Although Nelly Furtado is no Latin Elvis, she sure comes closes close. She’s transformed from her first and very folk album, Folklore (2003), to a commercial success, Loose (2006), which featured five hit singles, to finally a Spanish-saturated pop hit Mi Plan (just released September 15, 2009). Although it seems like she’s jumping across the musical spectrum in terms of her genre choosing, Nelly Furtado has always shown an inclination towards collaborating with Spanish Artists (like Juanes, or Venegas). Thus, it comes as no surprise that she finally released an album completely in Spanish. Her songs, on the other hand, are less scattershot than those on her album Loose, but more concentrated on freeing herself. As an avid lover of her folksy style where I felt she “freed herself” enough, I think she’s merely following in the footsteps of Shakira but will never have the same universal success Shakira had.

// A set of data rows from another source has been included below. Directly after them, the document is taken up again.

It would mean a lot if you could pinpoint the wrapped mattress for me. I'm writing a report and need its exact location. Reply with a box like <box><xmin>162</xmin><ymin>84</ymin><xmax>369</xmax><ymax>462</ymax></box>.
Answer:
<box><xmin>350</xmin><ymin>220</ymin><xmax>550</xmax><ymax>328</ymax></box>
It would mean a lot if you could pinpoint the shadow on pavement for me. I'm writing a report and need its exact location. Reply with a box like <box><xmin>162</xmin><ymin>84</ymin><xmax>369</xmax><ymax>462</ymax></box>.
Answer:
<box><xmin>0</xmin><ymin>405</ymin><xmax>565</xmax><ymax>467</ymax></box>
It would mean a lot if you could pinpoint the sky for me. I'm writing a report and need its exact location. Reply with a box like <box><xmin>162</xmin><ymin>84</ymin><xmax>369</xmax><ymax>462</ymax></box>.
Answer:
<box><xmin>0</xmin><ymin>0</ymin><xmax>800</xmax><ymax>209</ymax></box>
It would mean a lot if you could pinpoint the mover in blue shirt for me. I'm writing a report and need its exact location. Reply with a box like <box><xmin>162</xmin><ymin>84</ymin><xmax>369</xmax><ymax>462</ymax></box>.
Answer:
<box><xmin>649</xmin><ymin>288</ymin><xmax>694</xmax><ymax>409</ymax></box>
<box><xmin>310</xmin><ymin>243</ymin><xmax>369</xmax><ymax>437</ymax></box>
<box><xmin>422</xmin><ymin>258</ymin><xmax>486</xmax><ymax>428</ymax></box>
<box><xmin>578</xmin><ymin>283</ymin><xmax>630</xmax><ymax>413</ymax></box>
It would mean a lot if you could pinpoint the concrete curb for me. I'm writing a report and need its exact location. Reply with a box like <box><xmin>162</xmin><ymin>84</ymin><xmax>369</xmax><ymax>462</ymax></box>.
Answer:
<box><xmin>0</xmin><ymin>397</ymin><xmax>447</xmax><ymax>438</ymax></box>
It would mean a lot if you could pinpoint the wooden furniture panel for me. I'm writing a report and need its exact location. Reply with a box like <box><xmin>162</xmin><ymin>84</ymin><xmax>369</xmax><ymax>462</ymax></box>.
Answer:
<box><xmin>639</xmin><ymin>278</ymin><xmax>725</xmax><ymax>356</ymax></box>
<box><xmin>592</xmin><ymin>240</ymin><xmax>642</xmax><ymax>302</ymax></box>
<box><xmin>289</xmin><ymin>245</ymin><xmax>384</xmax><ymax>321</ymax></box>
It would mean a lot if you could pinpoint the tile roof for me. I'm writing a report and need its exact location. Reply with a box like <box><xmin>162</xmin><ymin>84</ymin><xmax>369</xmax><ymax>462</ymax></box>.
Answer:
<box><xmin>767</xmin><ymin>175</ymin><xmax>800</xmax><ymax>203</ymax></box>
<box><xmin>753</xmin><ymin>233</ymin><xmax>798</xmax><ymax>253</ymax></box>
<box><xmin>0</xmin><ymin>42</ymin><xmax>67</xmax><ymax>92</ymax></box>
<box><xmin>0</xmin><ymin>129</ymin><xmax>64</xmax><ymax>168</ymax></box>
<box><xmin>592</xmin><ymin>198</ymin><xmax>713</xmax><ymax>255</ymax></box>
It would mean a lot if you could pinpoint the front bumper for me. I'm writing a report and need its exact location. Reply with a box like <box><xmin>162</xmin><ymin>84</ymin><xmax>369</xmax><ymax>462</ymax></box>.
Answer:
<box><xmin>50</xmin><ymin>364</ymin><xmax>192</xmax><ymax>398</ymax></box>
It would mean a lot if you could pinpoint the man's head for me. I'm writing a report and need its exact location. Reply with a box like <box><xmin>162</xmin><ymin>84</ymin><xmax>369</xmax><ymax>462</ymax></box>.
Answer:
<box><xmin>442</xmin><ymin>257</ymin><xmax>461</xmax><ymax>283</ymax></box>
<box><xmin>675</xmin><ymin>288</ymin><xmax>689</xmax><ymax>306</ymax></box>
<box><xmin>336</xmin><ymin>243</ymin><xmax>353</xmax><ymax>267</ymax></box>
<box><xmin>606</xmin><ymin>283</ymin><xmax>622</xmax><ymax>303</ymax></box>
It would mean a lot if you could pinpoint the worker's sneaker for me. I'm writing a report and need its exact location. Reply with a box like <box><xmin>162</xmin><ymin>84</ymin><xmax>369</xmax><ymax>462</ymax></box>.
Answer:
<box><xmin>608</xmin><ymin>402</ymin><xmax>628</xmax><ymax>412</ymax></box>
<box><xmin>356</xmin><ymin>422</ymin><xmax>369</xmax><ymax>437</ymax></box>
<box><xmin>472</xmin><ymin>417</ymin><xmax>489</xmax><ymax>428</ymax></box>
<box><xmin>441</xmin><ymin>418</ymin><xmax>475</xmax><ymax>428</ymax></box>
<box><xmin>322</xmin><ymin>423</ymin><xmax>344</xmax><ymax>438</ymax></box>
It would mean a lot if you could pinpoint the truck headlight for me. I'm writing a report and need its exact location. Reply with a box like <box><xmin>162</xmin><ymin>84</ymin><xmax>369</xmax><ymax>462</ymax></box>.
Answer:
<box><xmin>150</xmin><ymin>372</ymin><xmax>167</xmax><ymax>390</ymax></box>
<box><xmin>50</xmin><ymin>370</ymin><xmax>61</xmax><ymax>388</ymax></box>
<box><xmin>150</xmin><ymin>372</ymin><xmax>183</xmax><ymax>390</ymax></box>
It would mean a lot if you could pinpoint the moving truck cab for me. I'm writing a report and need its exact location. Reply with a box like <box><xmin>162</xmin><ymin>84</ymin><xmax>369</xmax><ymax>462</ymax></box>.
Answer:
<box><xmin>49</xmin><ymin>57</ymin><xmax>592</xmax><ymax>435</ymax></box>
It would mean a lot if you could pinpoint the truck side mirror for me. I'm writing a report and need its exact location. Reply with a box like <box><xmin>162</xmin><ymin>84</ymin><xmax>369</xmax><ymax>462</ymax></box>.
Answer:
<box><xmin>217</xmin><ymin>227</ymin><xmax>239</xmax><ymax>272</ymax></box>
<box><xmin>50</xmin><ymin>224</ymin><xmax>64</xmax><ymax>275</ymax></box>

The Video, as most sappy Spanish love song Videos go, depicted slow-mo moments of a couple fighting yet failed to break the stereotypical barrier of relationship songs/videos. After muted out couple’s therapy, where she looks as hot as ever, Nelly takes matters up in her own hands. I really don’t see how littering her boy-friend’s possessions while recklessly driving a tank really would help solve control issues in her relationships. Either way, she retires from parading on her tank and throws her “Manos Al Aire” at the end (sorry if I spoiled the un-predictable video ending for you). The only “beautiful” part of the video was when Nelly sat on a couch with a red flag shuffling behind her. The whole video was too reminiscent of Madonna’s American Life where she had the same army and flag theme. Ultimately, the video quality and originally definitely does not match Nelly’s expertise and diversity in music and her gorgeous voice.
Clear the Tamarac
Almost put together like pieces of instruments playing themselves, Sweet Water’s rock steady seems like the perfect viral video. Using multiple camera and angles, they revolutionize the typical “band playing a song live” performance video. Since it is mostly in black and white and a somewhat surprise intro which practically jumps at you, the video is different from the start. Through hyper active editing and camera angles focused on the individual instrument and in sometimes obscure positions, Rock Steady created a winning, yet under-appreciated garage band video with a great “home video” feel to it. Likewise, the cutting of the clips parallels Lasse Gjersten’s youtube video’s of his “amateur” instrument playing. The lyrics, on the other hand, as mediocre as id their undefined style which wants to be clearly rock, but also throws in some ‘oooh’ and ‘aaaah’ vocals like every other indie band. Therefore they fall under the vague alternative category, and are great if you miss that Grunge music. Even though their album is a mere 30 minutes, this Seattle Band (like most bands from that magical city) has enough potential for success, but enough elbow room to slip between the cracks.
Person to Person
The colorful juxtaposition of black dancers on top of a centered singer seems like an impossible combination, especially with lights constantly flashing. The title of the song is almost as great of a contrast as this combination, too. Nevertheless, this video maintains an arm’s length away from being too clashy and somehow pulls off a beautiful song, free of too much technical ruckus, and a strikingly simple music video. I’m inclined to believe that the high pitched guitar was actually a banjo due to the barn-room, farm scene theme of the video. With a unique Californian twang, Foreign Born’s vivid style screams indie rock hit. Pitchfork and Rolling Stones enthusiastically reviewed this band, both comparing them to Vampire Weekend and Fool’s Gold. They have not yet established a strict style, which gives them the freedom to keep on experimenting – an endeavor truly worth following. It’s one of my favorite videos due to the trippy colors and fresh sound of the band, so I suggest that you keep an eye on Foreign Born.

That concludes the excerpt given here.